= COL Group =

Digital publishing company

COL Group Co Ltd (中文在线) is a digital content company. Founded in 2000, the company develops and applies IP across formats and applies AI technology into its operations. It operates its business in several countries and regions.

COL Group's core business includes content development, IP operations, international business expansion, and the use of Artificial Intelligence (AI) to support its content.

== History ==
COL was founded at Tsinghua University, Beijing, in 2000. It was listed on Shenzhen Stock Exchange on 21 January 2015.

COL Group sources licensed digital content from its proprietary platforms, contracted authors, and copyright organizations. It operates multiple original content platforms, including 17K.com and 4YT.NET, as well as genre-focused labels for science fiction and mystery fiction.

According to company disclosures, the group reported holding a catalog of more than 5.6 million digital works, with participation from over 4.5 million online authors and partnerships with hundreds of copyright organizations.

In 2022, COL Group reported revenue from paid short-form video content, including mini-series.

The company operates online literature platforms in China and is involved in short-form drama production, IP-based merchandise, and related fields. It has established offices in the U.S., Japan, and Southeast Asia, and holds a stake in Crazy Maple Studio, the parent company of the short drama platform 'ReelShort'.

== ReelShort ==

Crazy Maple Studio, a partially owned subsidiary of COL Group, published the video app ReelShort in August 2022. It provides duanjus that are only several minutes long. Crazy Maple Studio adapted some shows from scripts that were originally written in Chinese and produced for users in China. After downloads of ReelShort from the US Apple App Store surged in November 2023, COL's stock price more than doubled in two weeks.

== Sereal+ ==

Sereal+ is a duanju platform under COL Web, which was launched in December 2023. It produces and distributes short drama globally. Users have access to various genres of duanjus via Sereal+'s App or its website. Series include Once Upon a Divorce: The Double Life of Lady Diana, Wake Up Dad! Wedding Time, and My Cold-Blooded Alpha King.

== UniReel ==
In November 2024, COL JAPAN launched the duanju app UniReel. Its first series was a school-based mystery drama——The Final Lesson – Only Survivors Graduate. UniReel's first production was a short drama originally produced by Nippon TV, starring Yusei Yagi. The Final Lesson – Only Survivors Graduate won Best Actor at the 1st Asia Short-Form Drama Awards in 2025, with Yusei Yagi recognized for his performance in the UniReel-released series.

== FlareFlow ==
FlareFlow distributes serialized short dramas optimized for mobile viewing. The service was introduced as part of COL Group’s expansion into overseas digital entertainment markets.FlareFlow maintains offices in Singapore, Los Angeles, and Beijing.Its catalog includes both licensed and original productions released in episodic format.

The platform became available on the App Store and Google Play in April 2025. In September 2025, it briefly ranked among the top free entertainment apps in the United States.

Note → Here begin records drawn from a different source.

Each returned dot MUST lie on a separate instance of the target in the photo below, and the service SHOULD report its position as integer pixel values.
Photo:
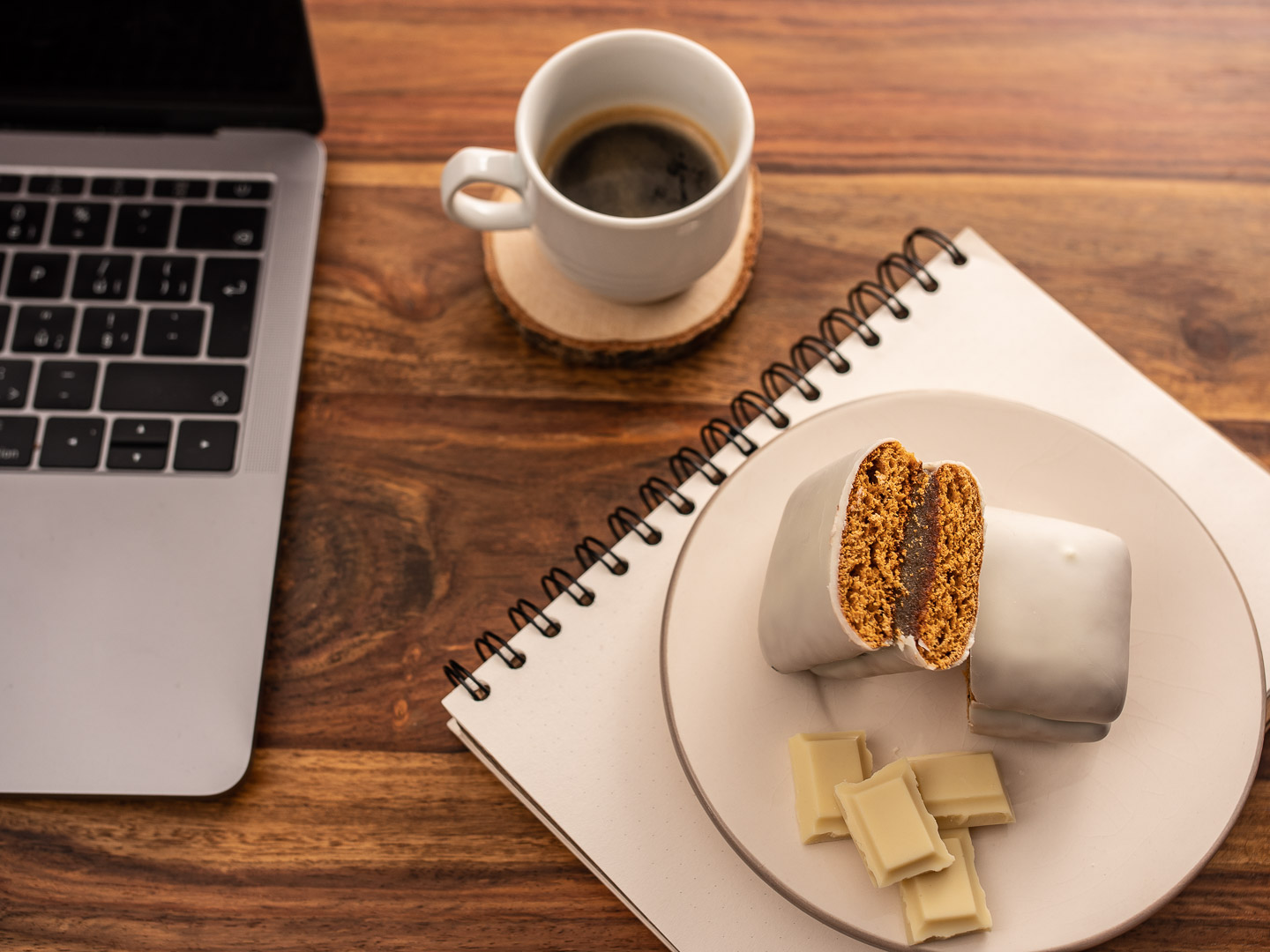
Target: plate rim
(791, 895)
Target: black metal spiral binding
(460, 677)
(522, 619)
(608, 557)
(574, 589)
(487, 649)
(833, 329)
(713, 435)
(658, 490)
(687, 461)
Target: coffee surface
(635, 169)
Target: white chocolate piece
(949, 902)
(1052, 655)
(800, 620)
(891, 827)
(961, 788)
(820, 762)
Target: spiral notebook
(568, 710)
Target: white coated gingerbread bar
(800, 620)
(1050, 659)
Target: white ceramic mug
(631, 260)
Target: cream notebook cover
(579, 733)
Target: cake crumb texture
(952, 602)
(871, 559)
(912, 547)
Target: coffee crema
(634, 163)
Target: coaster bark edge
(534, 294)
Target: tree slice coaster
(578, 326)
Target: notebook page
(580, 727)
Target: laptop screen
(158, 65)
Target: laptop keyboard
(126, 319)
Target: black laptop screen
(153, 65)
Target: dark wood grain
(1005, 86)
(1117, 152)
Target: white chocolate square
(820, 762)
(961, 788)
(949, 902)
(891, 827)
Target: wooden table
(1117, 152)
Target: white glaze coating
(1012, 724)
(1052, 660)
(800, 621)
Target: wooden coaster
(578, 326)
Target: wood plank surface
(1134, 88)
(1117, 152)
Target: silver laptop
(161, 190)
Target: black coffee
(634, 167)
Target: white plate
(1106, 831)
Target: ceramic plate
(1106, 833)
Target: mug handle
(474, 164)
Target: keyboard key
(17, 438)
(165, 279)
(140, 433)
(140, 386)
(65, 385)
(43, 329)
(181, 188)
(80, 224)
(244, 190)
(228, 286)
(101, 277)
(38, 274)
(205, 446)
(14, 383)
(136, 457)
(22, 222)
(221, 227)
(138, 444)
(109, 331)
(71, 443)
(56, 184)
(173, 333)
(130, 188)
(143, 227)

By late 2025, FlareFlow was accessible in over 170 countries with multilingual user interfaces.

FlareFlow features short-form series across genres such as romance, fantasy, urban drama, and suspense. FlareFlow commissions both independent studios and in-house teams to produce content for international distribution. Industry reports note that FlareFlow has achieved download growth and category rankings in markets such as the United States, Germany, Australia, and Canada.

In 2025, COL Group disclosed the establishment of a microdrama production facility in the Guangdong–Hong Kong–Macao Greater Bay Area. According to industry reporting, the facility includes multiple standing sets designed for short-form drama production and is intended to support the filming of serialized microdrama content."COL Group Unveils First Look at Dedicated Microdrama Studio in Macao" (2025)

== Tanmi Space ==
Tanmi Space is an IP derivatives brand under COL Group engaged in the development of trendy toys. It produces original toy lines and merchandise based on proprietary and collaborative intellectual properties.

== Investment in AI ==

AI LLM

COL Group has invested in AI LLM (Large Language Model) and multimodal generative AI, both technically and commercially. In 2023, COL Group launched "Xiaoyao.ai," a 10,000-word creative LLM, capable of generating a 10,000-word novel with one click, writing a novel from a single image, and comprehending a million-word novel in one read. auther.xiaoyao.ai enables users to create and publish AI-assisted original works.

AI Anime Shorts

COL Group engages in the production of AI anime shorts as part of its digital content business. These short animated series are created using artificial intelligence technologies in areas such as scriptwriting, visual design, and animation generation. The company integrates AI tools into the content production workflow to support the development of serialized short-form animations, primarily targeting mobile and online platforms. This initiative forms a segment of COL Group's broader involvement in AI-assisted content creation.